2. Het tweede onderdeel van dit gebed gaat over onszelf: “Geef ons dagelijks het brood dat wij nodig hebben.” Dagelijks, niet voor de rest van ons leven, of zelfs maar de rest van de week, nee, geef ons brood, geef ons kracht, om deze dag door te komen. Wie depressief is, of iets heeft meegemaakt waardoor z’n leven op z’n kop staat, wordt ’s morgens vaak wakker met de gedachte: hoe kom ik de dag door. En ’s avonds blijkt vaak dat je de dag tóch bent doorgekomen. Het is goed om dan dankbaar te zijn voor die éne dag dat je het weer gered hebt, en je af te vragen: wat was het nou dat mij die kracht gaf? Zo word je gebed verhoord.

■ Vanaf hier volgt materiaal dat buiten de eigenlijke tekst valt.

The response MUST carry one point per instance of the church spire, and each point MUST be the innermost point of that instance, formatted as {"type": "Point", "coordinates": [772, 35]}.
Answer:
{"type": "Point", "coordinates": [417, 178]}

3. “Vergeef ons onze zonden want ook wijzelf vergeven iedereen die ons iets schuldig is.” Dit deel van het gebed gaat over de gemeenschap waarin in wij leven; over hoe je met elkaar omgaat, en telkens weer een nieuw begin kunt maken. Moeilijk! Want soms liggen dingen ons zwaar op de maag, willen we wel vergeven, maar kunnen niet vergeten, en voelen ons dan ook nog eens schuldig als dat niet lukt. Ik noem dat altijd maar de losse eindjes van ons leven, de dingen die niet af zijn, niet uitgesproken, niet vereffend. Zoals de dichter zegt:

Wat ik gewild heb
wat ik gedaan heb
wat mij gedaan werd
wat ik misdaan heb

Wat ongezegd bleef
wat onverzoend bleef
wat niet gekend werd
wat ongebruikt bleef

Al het beschamende,
neem het van mij.
en dat ik dit was en geen ander.
Dit was mijn liefde.
Dit ben ik.

Wie dat kan zeggen, vergeeft daarmee ook zichzelf, laat de hoge eisen los die hem soms z’n leven lang op z’n nek hebben gezeten: Dit was het, dit ben ik. En de rest? Ik leg het in uw hand. Met de woorden van de psalmist:

Leg uw leven de Heer in de hand, bouw op hem: hij zal het volvoeren. (Ps.37:5 Vert.Ida Gerhardt)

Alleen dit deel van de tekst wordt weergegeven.